Yup, this gives you good insights into the 'current' crop. We've got about 15,000 drives in our Santa Clara data center at Blekko (mostly enterprise SATA, 2TB (WD), but some 1TB (Seagate) too) In large populations like that I prefer to keep one family, which I know folks decry a monoculture but that keeps the failure rate more consistent across all drives which helps manage replacing them.
Google did some research on this with their datacenters. There is apparently no correlation between heat & diskfailures.
... and before that begins, the data is added to a giant ring buffer that records the last 30 TB of new writes, on machines with UPS. If a rack power failure happens, the ring buffer is kept until storage audits complete.
I think every company that deals with large data they can't lose develops appropriate paranoia.
The behavior of hard drives is like decaying atoms. You can't make accurate predictions about what any one of them will do. Only in aggregate can you say something like "the half life of this pile of hardware is 12 years" or "if we write this data N times we can reasonably expect to read it it again."
ACM digital library link - http://dl.acm.org/citation.cfm?id=2056434
The paper - http://research.cs.wisc.edu/adsl/Publications/cce-dsn11.pdf
File systems with end-to-end checking are good. (These can turn into accidental memory tests for your host, too, and with a large enough population you'll see interesting failures).

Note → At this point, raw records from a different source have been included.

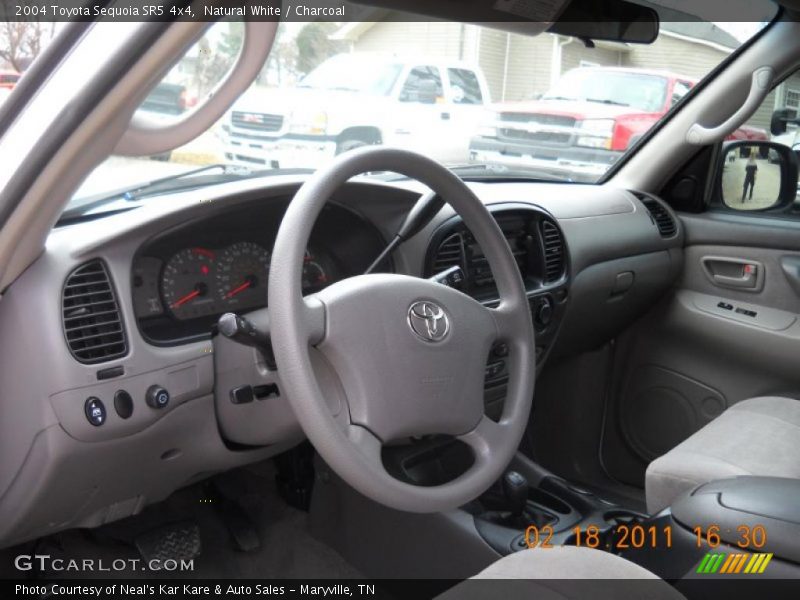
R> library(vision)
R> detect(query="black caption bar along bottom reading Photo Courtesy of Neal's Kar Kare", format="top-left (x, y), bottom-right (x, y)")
top-left (0, 578), bottom-right (800, 600)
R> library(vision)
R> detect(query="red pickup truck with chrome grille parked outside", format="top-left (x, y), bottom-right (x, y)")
top-left (469, 67), bottom-right (769, 182)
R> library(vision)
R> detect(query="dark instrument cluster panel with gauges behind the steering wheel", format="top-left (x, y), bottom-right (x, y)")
top-left (131, 198), bottom-right (391, 344)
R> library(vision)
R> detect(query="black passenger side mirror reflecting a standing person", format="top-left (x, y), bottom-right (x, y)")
top-left (718, 141), bottom-right (797, 211)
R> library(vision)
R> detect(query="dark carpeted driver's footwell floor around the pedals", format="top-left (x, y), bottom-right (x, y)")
top-left (4, 464), bottom-right (364, 579)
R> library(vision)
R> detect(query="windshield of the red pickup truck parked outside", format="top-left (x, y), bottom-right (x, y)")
top-left (543, 68), bottom-right (669, 113)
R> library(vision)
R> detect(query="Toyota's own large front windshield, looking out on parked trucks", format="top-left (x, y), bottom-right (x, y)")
top-left (0, 5), bottom-right (775, 211)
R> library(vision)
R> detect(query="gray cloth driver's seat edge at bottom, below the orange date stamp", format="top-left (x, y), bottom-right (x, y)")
top-left (437, 546), bottom-right (684, 600)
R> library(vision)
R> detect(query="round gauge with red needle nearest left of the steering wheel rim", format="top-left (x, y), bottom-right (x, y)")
top-left (217, 242), bottom-right (270, 310)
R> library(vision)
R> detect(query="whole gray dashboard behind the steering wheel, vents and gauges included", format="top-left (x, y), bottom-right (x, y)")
top-left (0, 175), bottom-right (683, 545)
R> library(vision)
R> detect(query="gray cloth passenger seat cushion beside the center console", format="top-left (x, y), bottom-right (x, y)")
top-left (645, 396), bottom-right (800, 513)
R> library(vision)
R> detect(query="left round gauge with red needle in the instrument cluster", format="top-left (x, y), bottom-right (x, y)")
top-left (161, 248), bottom-right (215, 319)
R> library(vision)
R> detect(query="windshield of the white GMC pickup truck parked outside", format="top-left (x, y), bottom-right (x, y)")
top-left (297, 54), bottom-right (402, 96)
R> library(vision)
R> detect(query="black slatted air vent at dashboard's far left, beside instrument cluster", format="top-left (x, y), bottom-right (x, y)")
top-left (61, 260), bottom-right (128, 364)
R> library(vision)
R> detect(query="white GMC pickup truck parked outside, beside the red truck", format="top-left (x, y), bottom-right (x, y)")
top-left (223, 53), bottom-right (490, 169)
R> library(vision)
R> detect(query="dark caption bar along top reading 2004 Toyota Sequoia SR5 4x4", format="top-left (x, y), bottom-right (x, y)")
top-left (0, 0), bottom-right (784, 23)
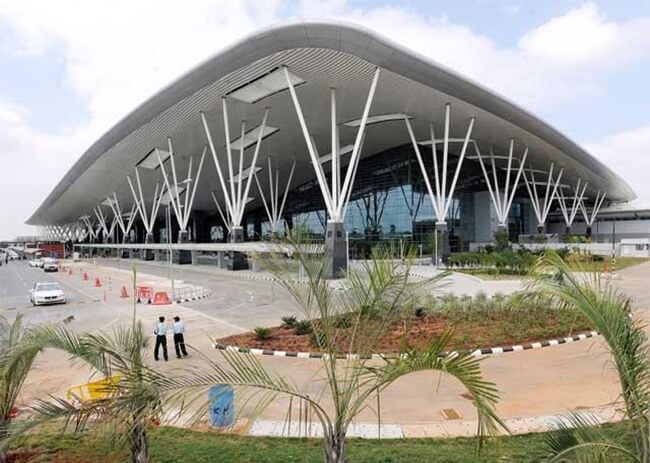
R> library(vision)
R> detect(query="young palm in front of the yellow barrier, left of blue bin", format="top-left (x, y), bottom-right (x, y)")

OS X does a fake fsync() if you call it with the defaults.
fsync in Mac OS X: Since in Mac OS X the fsync command does not make the guarantee that bytes are written, SQLite sends a F_FULLFSYNC request to the kernel to ensures that the bytes are actually written through to the drive platter. This causes the kernel to flush all buffers to the drives and causes the drives to flush their track caches. Without this, there is a significantly large window of time within which data will reside in volatile memory—and in the event of system failure you risk data corruption
So in summary, I believe that the comments in the MySQL news posting
are slightly confused. On MacOS X fsync() behaves the same as it does
on all Unices. That's not good enough if you really care about data
integrity and so we also provide the F_FULLFSYNC fcntl. As far as I
know, MacOS X is the only OS to provide this feature for apps that
need to truly guarantee their data is on disk.